Köstliches Panang-Curry: Einfach & Schnell Zuhause
Ingredients
Equipment
Method
- Fleisch vorbereiten: Schneide 500 g Rindfleisch in dünne Streifen. Erhitze 1 Esslöffel Öl in einer heißen Pfanne über mittlerer bis hoher Hitze. Brate das Fleisch für etwa 3-4 Minuten an, bis es schön braun ist, aber noch leicht rosa in der Mitte. Nimm das Fleisch aus der Pfanne und stelle es beiseite.
- Currypaste anbraten: Gib 2 Esslöffel Panang-Currypaste in die gleiche Pfanne und brate sie unter ständigem Rühren für etwa 30 Sekunden an, bis sich die Aromen entfalten.

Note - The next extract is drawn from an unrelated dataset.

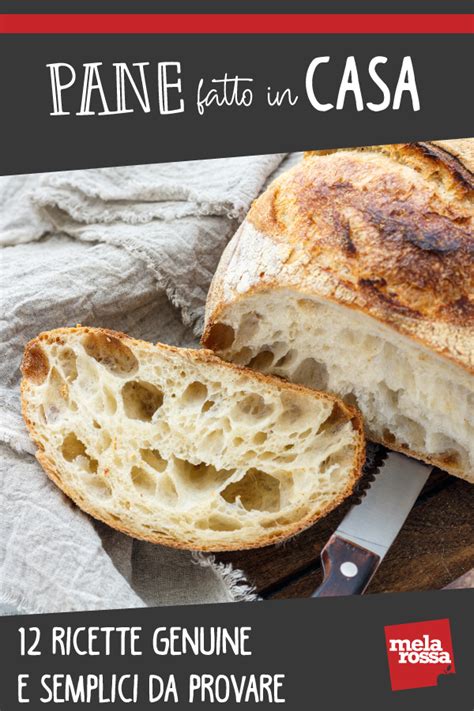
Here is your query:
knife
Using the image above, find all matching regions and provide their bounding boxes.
[312,451,432,597]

- Kokosmilch hinzufügen: Gieß eine Dose (400 ml) Kokosmilch in die Pfanne und rühre gut um. Lasse die Mischung bei mittlerer Hitze sanft köcheln, bis sie blubbernd heiß ist – das dauert etwa 2-3 Minuten.
- Würzen: Füge 1 Esslöffel Fischsauce und 1 Esslöffel braunen Zucker in die Pfanne und rühre alles gut um, bis der Zucker vollständig aufgelöst ist.
- Gemüse hinzufügen: Gib die in Streifen geschnittene rote Paprika und 200 g grüne Bohnen in die Pfanne. Lasse alles zusammen für 4-5 Minuten köcheln, bis das Gemüse zart und knusprig ist.
- Rindfleisch einrühren: Füge das zuvor angebratene Rindfleisch zurück in die Pfanne, zusammen mit 4 zerfetzten Kaffir-Limettenblättern. Lasse das Curry für weitere 2-3 Minuten köcheln.
- Thai-Basilikum hinzufügen und servieren: Rühre eine Handvoll frische Thai-Basilikumblätter ein und serviere das Panang-Curry heiß mit Jasminreis.